第4章 校园
绵山中学,绵城的重点高中之一,是每年能出二三十个清大北华的顶尖高中。
许良杏升入这座高中前还能考到年级的前百名,但入学后便只能排到千名之外了。
现在她所处的六班是平行班,也就是除了体育班外,成绩最差的那档。
即使是这样,她也时常因为拿不到班上的前三名而焦虑不已。
六点半吃罢父亲准备好的鸡蛋稀饭,许良杏便牵着还睡得迷糊的安东出门了。
搭乘家门口的公交车,颠簸上半个小时,便到了校门口。
不过今天许良杏没有像往常一样径直走进学校,而是绕到了侧面的小树林里。
“上午你就在附近转转,中午我会出来带饭给你。”
“嗯嗯。”
安东慵懒地趴在树下,望着背着粉色双肩包的许良杏远去。
……
因为安置安东耽误了些时间,许良杏抵达高二六班时,里面已经充斥着此起彼伏的读书声。
“古之学者必有师,师者,所以传道受业解惑也……”
“纵一苇之所如,凌万顷之茫然……”
讲台上六十多岁的秃头语文老师给了许良杏一个严肃的眼神,示意她动作快点。
许良杏不敢怠慢,冲到座位上,抽出语文书就开始朗诵起诗文来。
早读的时候,总会有人浑水摸鱼与小伙伴说起闲话来。
聊谁和谁又谈恋爱了,某对俊男艳女又分手了之类的传言。
许良杏本来对这些八卦不感兴趣,只是某人谈起的人名让她有些在意。
“阿瑶姐,今天怎么看到你男朋友开车送你过来啊?不会是分手了吧?”一个微胖鸡蛋脸的女生笑嘻嘻地问道。
阿瑶用书挡住老师的视线,然后偏头白了闺蜜一眼。
“呸!别乱说,梁哥只是去打狂犬疫苗去了,明天就有空送我了。”
“被狗咬了?”
“不是,是只狼。”
“狼?”闺蜜语气惊讶,显然她不觉得日常生活中会碰到狼这种野性的动物。
“是狼,一条银白色的北极狼,本来梁哥还打算把它剥了皮,做成围脖送给我呢。”
阿瑶倍感可惜地叹道,还补充说那条狼的毛色多么多么纯正,做出来的围脖会有多么多么漂亮。

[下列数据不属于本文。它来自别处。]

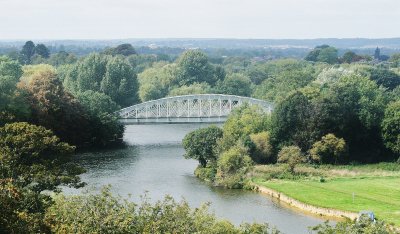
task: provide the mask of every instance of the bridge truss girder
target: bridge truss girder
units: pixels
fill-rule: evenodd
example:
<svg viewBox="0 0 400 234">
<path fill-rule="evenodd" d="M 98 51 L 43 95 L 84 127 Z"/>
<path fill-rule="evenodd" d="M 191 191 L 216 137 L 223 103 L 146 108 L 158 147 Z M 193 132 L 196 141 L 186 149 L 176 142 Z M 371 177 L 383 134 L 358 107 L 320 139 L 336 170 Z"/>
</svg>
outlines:
<svg viewBox="0 0 400 234">
<path fill-rule="evenodd" d="M 119 111 L 121 119 L 158 118 L 213 118 L 226 117 L 243 103 L 259 105 L 271 112 L 272 104 L 249 97 L 223 94 L 198 94 L 166 97 L 124 108 Z"/>
</svg>

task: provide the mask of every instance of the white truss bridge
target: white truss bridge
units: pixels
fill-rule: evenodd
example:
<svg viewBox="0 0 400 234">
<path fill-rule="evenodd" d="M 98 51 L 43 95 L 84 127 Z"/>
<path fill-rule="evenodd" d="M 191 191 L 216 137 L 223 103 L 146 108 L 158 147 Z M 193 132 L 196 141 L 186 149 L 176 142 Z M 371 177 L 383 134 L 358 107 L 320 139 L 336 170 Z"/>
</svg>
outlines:
<svg viewBox="0 0 400 234">
<path fill-rule="evenodd" d="M 272 104 L 263 100 L 224 94 L 196 94 L 143 102 L 118 111 L 125 124 L 224 122 L 231 111 L 244 103 L 266 112 Z"/>
</svg>

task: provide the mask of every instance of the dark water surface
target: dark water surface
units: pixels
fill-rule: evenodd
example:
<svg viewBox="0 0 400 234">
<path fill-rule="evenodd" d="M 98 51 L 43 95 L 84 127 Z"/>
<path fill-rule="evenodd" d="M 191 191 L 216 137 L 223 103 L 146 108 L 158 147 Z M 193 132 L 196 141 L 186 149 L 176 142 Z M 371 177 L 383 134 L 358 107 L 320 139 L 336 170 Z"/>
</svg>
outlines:
<svg viewBox="0 0 400 234">
<path fill-rule="evenodd" d="M 235 224 L 267 222 L 284 233 L 308 233 L 307 227 L 322 219 L 288 209 L 269 197 L 251 191 L 210 187 L 193 175 L 194 160 L 182 157 L 181 140 L 202 124 L 130 125 L 125 149 L 83 153 L 78 162 L 87 169 L 82 176 L 87 190 L 98 191 L 111 184 L 113 192 L 131 194 L 133 201 L 148 192 L 152 200 L 166 194 L 185 198 L 193 207 L 211 202 L 211 211 Z M 78 191 L 67 190 L 66 193 Z"/>
</svg>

“哦哦。”闺蜜似乎听惯了这些炫耀的话,只是敷衍应和着。
“啧,对了,”阿瑶压低了声音说道,“这一切都怪许良杏那个臭婊子。”
“哟?”听到这话,闺蜜瞬间又打起了精神,“说来听听。”
阿瑶瞥了一眼教室后排,确认许良杏还在专心看书,便放心地讲述了昨晚发生的事。
“……总之都怪许良杏,要不是她突然窜出来,狼毛围脖就是我的了……梁哥也不会被咬。”
“说的对,表面装成乖乖女,背地里坏的不得了,这种人我最讨厌了。”闺蜜附和道。
口头讨伐许良杏已经成为了两人日常生活的一部分了,少了这个环节,上学都会少几分动力。
毕竟欺负一个不会说话不会反击的木偶,能有什么负罪感?
许良杏将一切收入耳中,却按住不表,只是机械地朗诵着课文,连读串行了都没有发现。
“停停停,你这背的什么?什么叫‘万里悲秋常作客,潦倒新停浊酒杯’?”
“好像……记错了?”许良杏回转神来,看着面前板着脸的语文老师,一时语塞。
“期中才考过的默写题,你错了一遍还不长教训?”老头严厉地指责道,好似女孩犯了捅破天的大错。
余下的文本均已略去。